—¿Cuánto tiempo va a quedarse? Has mencionado que querían pasar la noche.
—Ese era el plan: Un viaje rápido para ver cómo estabas, traerte un poco de comida, flirtear un poco contigo, conociendo a Pedro, aunque Rosa le ha dicho muy seria que debe portarse bien. Sería estupendo que consiguieras que se quedara una semana. Una semana de descanso le haría mucho bien.
—¿Quieres que consiga ocupar a un multimillonario malhumorado durante una semana aquí, cuando tenía la intención de quedarse un día?
—Todos necesitamos un reto —Brenda sonrió beatíficamente—. Me muero de ganas de ver los jardines. Serán preciosos.
—Eso no lo sabes. Es la primera vez que voy a diseñar un paisaje.
—Sí, pero creo que lo harás estupendamente.

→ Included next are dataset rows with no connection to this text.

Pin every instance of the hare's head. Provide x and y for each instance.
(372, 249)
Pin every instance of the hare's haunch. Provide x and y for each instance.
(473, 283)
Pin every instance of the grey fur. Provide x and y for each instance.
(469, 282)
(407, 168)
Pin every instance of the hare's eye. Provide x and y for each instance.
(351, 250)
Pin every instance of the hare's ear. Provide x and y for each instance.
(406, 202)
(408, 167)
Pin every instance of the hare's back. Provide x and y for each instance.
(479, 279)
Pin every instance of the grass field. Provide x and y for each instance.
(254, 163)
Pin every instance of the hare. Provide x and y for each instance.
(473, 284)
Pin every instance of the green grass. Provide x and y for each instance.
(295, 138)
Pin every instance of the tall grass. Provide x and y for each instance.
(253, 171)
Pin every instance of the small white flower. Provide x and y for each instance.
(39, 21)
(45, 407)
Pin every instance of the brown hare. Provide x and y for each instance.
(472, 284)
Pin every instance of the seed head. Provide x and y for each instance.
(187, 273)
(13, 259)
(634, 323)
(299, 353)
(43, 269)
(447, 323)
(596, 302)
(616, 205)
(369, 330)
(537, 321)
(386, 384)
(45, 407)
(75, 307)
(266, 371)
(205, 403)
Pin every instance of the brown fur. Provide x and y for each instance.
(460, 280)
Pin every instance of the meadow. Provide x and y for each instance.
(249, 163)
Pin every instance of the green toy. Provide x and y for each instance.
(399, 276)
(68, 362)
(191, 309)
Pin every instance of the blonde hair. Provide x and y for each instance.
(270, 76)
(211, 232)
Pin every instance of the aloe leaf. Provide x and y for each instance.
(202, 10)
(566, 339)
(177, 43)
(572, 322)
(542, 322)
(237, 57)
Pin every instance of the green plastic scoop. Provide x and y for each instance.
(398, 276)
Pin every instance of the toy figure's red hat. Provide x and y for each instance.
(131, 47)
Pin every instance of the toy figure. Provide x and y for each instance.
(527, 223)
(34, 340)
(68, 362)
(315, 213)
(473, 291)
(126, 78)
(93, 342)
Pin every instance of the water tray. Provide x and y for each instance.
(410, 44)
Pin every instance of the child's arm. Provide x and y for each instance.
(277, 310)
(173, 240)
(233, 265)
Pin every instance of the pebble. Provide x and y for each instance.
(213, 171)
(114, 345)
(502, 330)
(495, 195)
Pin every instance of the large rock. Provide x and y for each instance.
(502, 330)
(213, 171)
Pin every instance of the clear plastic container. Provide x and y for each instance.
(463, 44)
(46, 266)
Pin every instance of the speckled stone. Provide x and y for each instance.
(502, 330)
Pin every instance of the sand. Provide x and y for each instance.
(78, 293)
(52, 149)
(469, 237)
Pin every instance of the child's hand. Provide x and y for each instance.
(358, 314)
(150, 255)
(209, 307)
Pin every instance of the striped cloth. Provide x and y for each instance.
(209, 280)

Pedro observó con envidia el helicóptero mientras despegaba llevándose a Brenda y Federico. Él ya no podía gozar de la libertad de pilotar una aeronave; ni siquiera podía conducir un camión, según Brenda, a pesar de que aquel en el que habían llegado lo había equipado con la tecnología más avanzada de conducción automática. Iba a probarlo esa mañana visitando a Paula, pero cuando Brenda se dió cuenta de sus intenciones decidió acompañarlo. Y menos mal, porque, en los primeros cinco kilómetros, el vehículo se había atascado dos veces en la arena. Tras el segundo incidente, Brenda se ofreció a conducir. Y él tuvo que fingir que le parecía bien. Había sido muy paciente con respecto al ritmo de su recuperación, pero, a medida que este disminuía, lo hacía también su seguridad en que se pondría bien. En presencia de Paula, especialmente, quería parecer un hombre físicamente fuerte y perceptivo. Pero ¿Cómo iba a adivinar sus emociones, si, a veinte pasos de distancia, no sabía si estaba sonriendo? Si quería contemplar la expresión de sus ojos, tenía que acercarse tanto como si fuera a besarla. ¿Y si ella no quería que invadiera su espacio personal? Pero, si no se acercaba lo suficiente para observar la expresión de su rostro, ¿Cómo iba a saber si se alegraba de verlo? Había mantenido un contacto mínimo con él desde que se había mudado a la cabaña, y no sabía si se debía a que ella era una persona independiente o a que intentaba evitarlo. Lo trataba como al cliente que era, pero él quería ser mucho más. Saber que estaba allí lo hacía querer estar él también. Eso nunca le había pasado antes. No estaba dispuesto a reconocer que estaba perdidamente enamorado, pero no podía dejar de pensar en ella. Cuando Brenda se marchó, Paula le dijo que tenía que recoger unas muestras de plantas que había visto cerca de allí. Una hora después no había vuelto y a él le dolía la cabeza y también la pierna, hasta el punto de reconsiderar su tajante negativa a usar bastón. ¿Por qué era tan débil? Llamaron a la puerta de la cocina.
—¿Puedo entrar? —preguntó Paula.
—Claro.
Se había quitado la ropa de trabajo y llevaba una camiseta amarilla y una falda color ciruela. Se había recogido el cabello en una cola de caballo y lucía una colorida pulsera en la muñeca. ¿Eso indicaba que se alegraba de verlo? Pedro estaba llenando el dispensador de agua que había cerca del fregadero, lo cual no era difícil.